Euro peripheral sovereign debt
The regional elections in Italy in early 2020 did not produce the "Salvini wave" feared by many. The ruling Democratic Party (PD) won the day in Emilia-Romagna on January 26. Investors were closely watching how the League fared in this region, traditionally a left-wing stronghold, with a surprise League victory seen as having national implications. Speculation about the election result contributed to the decline of the 10-year Italian sovereign spread vs. the Bund to 139 bps on February 3 from 164 bps at the start of the year.
Many hurdles remain to be cleared, but the risk of a government crisis in the short term has receded: the result in Emilia-Romagna reinforces our base case that the current PD/Five Star Movement (M5S) governing coalition should stick together this year.
Should Italy manage to record modest but positive GDP growth in the coming quarters (we foresee 0.4% for 2020 with risks tilted to the downside) and the governing coalition remain intact, then the 10-year spread for Italian bonds (BTPs) over Bunds could tighten towards 110 bps by end-June as the political premium on Italian sovereign bonds continues to be pushed down. In this scenario, the two rating agencies that still have a negative outlook on their ‘BBB’ rating of Italy (S&P and Fitch) might change it to stable, hence lowering the risk that Italy’s rating falls closer to high-yield status.
The Italian sovereign yield curve is mostly positive (from three years on), so Italian sovereign bonds could look attractive again to investors wanting to reduce their exposure to bonds that offer negative yields, as most sovereign bonds in euros currently do.

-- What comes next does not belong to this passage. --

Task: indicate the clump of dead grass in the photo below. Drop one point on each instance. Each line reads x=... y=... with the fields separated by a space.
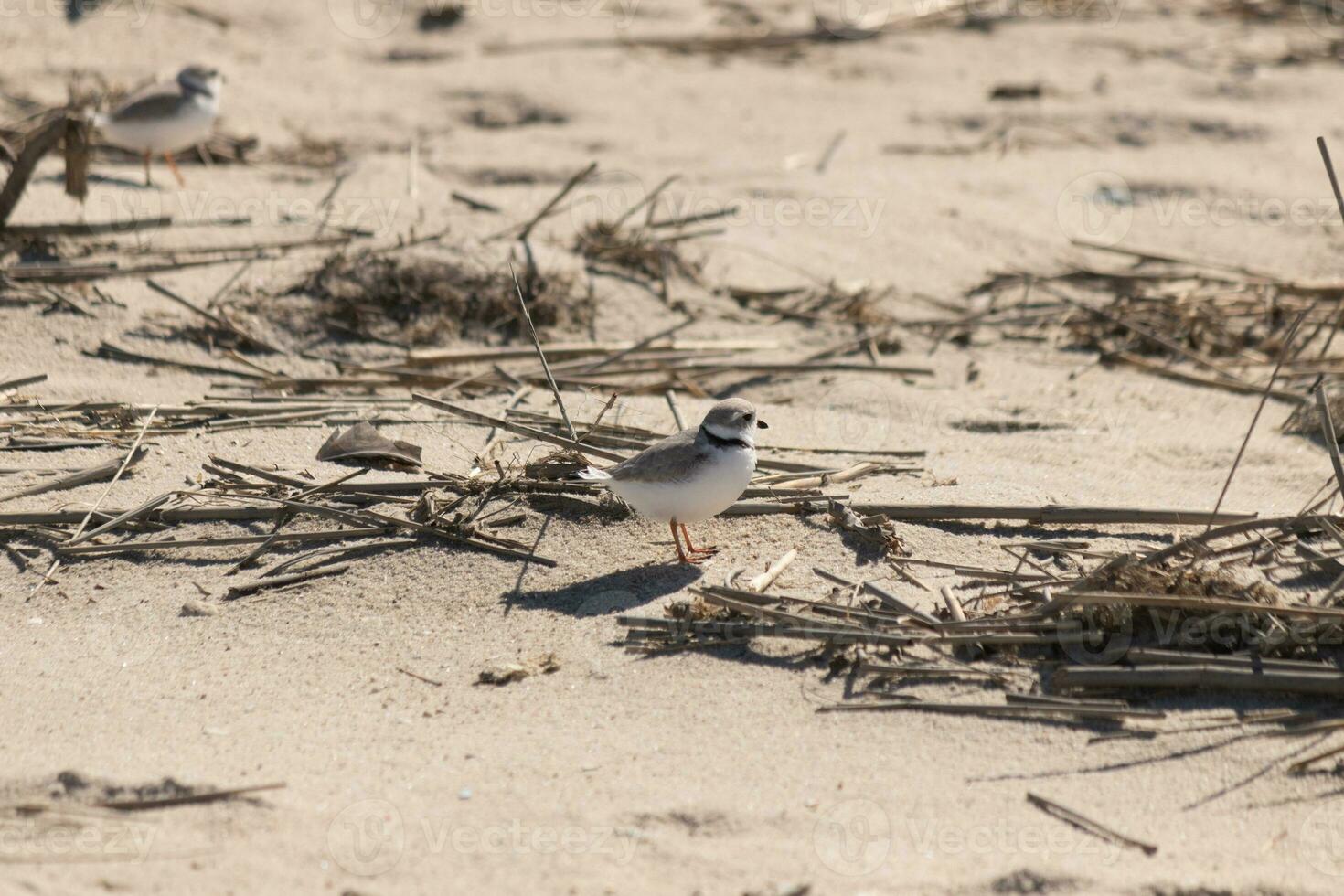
x=1198 y=581
x=417 y=298
x=635 y=251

In Spain, after several months of political uncertainty, Pedro Sánchez of the Socialist Party won a confidence vote on 7 January that confirmed him as prime minister. He will govern in coalition with the left-populist group, Unidas Podemos. Spain’s economy has outperformed the euro area average for the past five years, with 2019 GDP growth at 2.0% (2.4% in 2018 and 2.9% in 2017) despite a protracted period of political uncertainty.
Reduced political uncertainty should provide a further boost to the domestic economy. In the medium term, however, some of the new government’s proposed measures (notably the partial repeal of labour market reform) could undermine the competitiveness of Spanish firms.
Taking into account the short-term positive catalysts for Italian sovereign bonds and the limited political uncertainty in Spain after the formation of a governing coalition there in January, we are moving to neutral from underweight on euro periphery sovereign bonds. Political risks cannot be fully ruled out, but since we think they will become more significant in 2021 than in 2020, we are maintaining our year-end forecast of 130 bps for the 10-year BTP/Bund spread and of 80 bps for the 10-year Spanish sovereign spread.